Yapay zekanın fotoğraf paylaşımındaki rolü
Yeni geliştirilen ve yapay zeka içeren algoritmalar hem sizi zamanda geriye götürüyor hem de size fotoğrafları organize edip paylaşmakta zaman kazandırıyor. Yine de beğeni ve yorum almak için bu işe girmeye değer mi emin değiliz.
Fotoğraf paylaşım uygulaması Photo Butler'ın da bu konuda çalışan bir çok şirket gibi amacı, sizin anı yaşamanızı sağlamak. Uygulama, konser, davet ya da maç gibi bir etkinlikte, etkinlik sahibinin bir fotoğraf yayını oluşturmasını sağlıyor. Üstelik bu yayına etkinlik katılımcıları da katkıda bulunabiliyor ve isterlerse fotoğrafları indirebiliyorlar. Fotoğraflar paylaşıldıkça aralarından en iyileri seçiliyor. Dahası yüz tanıma teknolojisi ile kullanıcılar otomatik olarak etiketleniyor. Böylece siz de yaşadığınız andan taviz vermeden fotoğrafınıza kavuşmuş oluyorsunuz.
Bu açıklamada korkutucu olan bir çok şey var ancak yüz tanıma sanırız en tehlikelisi. Anı yakalamak adına haberiniz olmadan fotoğraflanmayı tercih eder miydiniz?
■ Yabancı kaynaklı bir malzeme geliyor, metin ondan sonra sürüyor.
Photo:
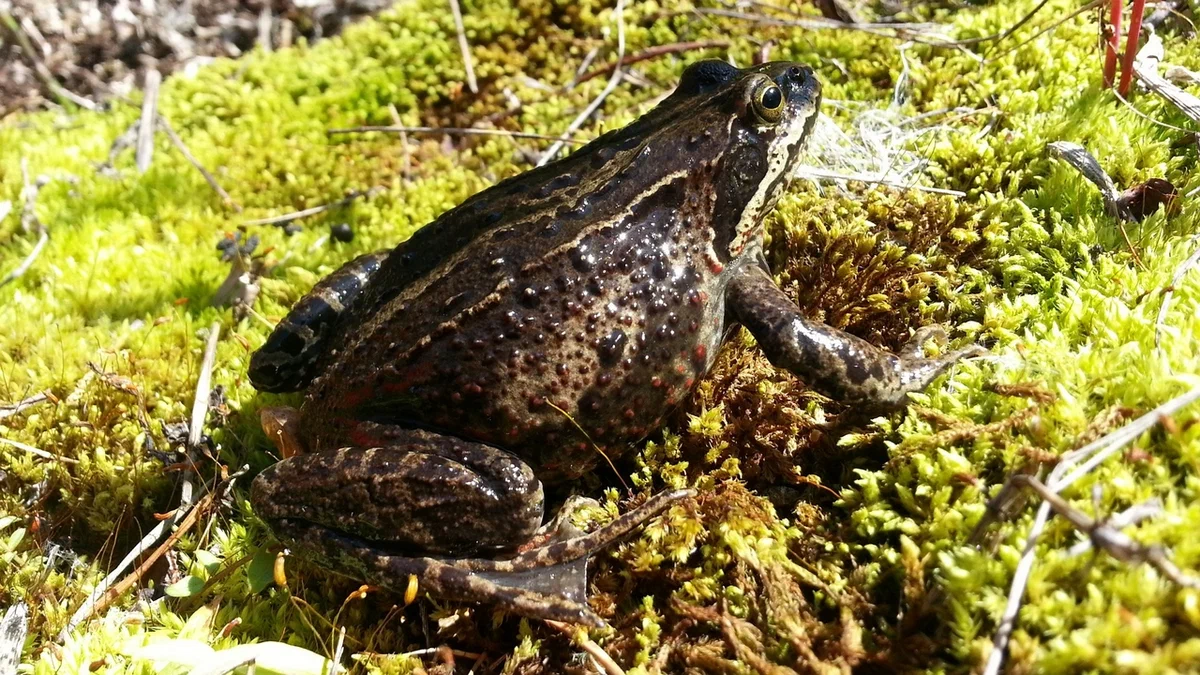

Yapay zeka ve fotoğraf etkileşimi
Bir görsel tanıma girişimi olan Netra'nın CEO'su Richard Lee ise yapay zekanın fotoğraf konusunda organize olma ve var olma problemlerini çözeceğine inanıyor. Lee görsel aşırı yükü hafifletmek ve sosyal medyaya katılımı artırmak için yapay zeka ve teknolojiyi kullanmayı öneriyor.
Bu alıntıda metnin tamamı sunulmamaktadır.